De plus, l'appel à la création de start up en IA par de jeunes chercheurs correspond à un pillage organisé des compétences – quand il en reste – du secteur public. Souvent, celles-ci vivent du transfert de technologies développées initialement dans la sphère publique vers des grands groupes privés. Le chercheur développe son idée avec les moyens publics, créé sa société et la développe en conservant un pied dans le public, puis la revend aux géants étrangers du secteur.
Le gouvernement a salué la création par Google et l'École polytechnique d'une chaire consacrée à l'IA. Qui profitera de cette chaire ? Avant tout Google qui dirigera dans son propre intérêt la recherche, qui disposera d'un vivier de chercheurs et qui profitera des dépenses publiques de recherche. Mais Google ne produira et n'agira que là où il pourra maximiser son profit.

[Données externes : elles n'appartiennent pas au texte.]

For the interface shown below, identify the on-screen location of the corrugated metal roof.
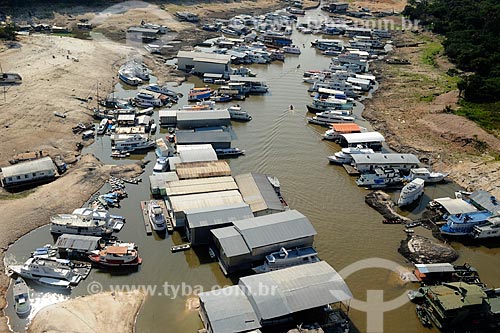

Avec ce type de partenariat, mais aussi avec la création de centres de recherche de Samsung ou Fujitsu, la France accepte d'être sous-traitant de ceux qui dominent déjà le secteur.
Faut-il rappeler l'entrée massive de Microsoft dans l'institut de recherche publique français INRIA ? En a-t-il résulté une avance quelconque de la France dans le domaine de la micro-informatique ?
La stratégie du gouvernement n'est pas étonnante : elle consiste à privilégier les mécanismes du marché et renoncer à l'action de l'État. En matière d'IA ceci annonce une défaite de plus dans cette bataille fondamentale pour l'avenir de l'humanité. Ce n'est pas la stratégie, on le constate aujourd'hui, de la Chine ni même, avec des moyens plus modestes, de la Russie.
Le monde de demain sera américain, chinois et russe, mais la France n'y aura pas de place.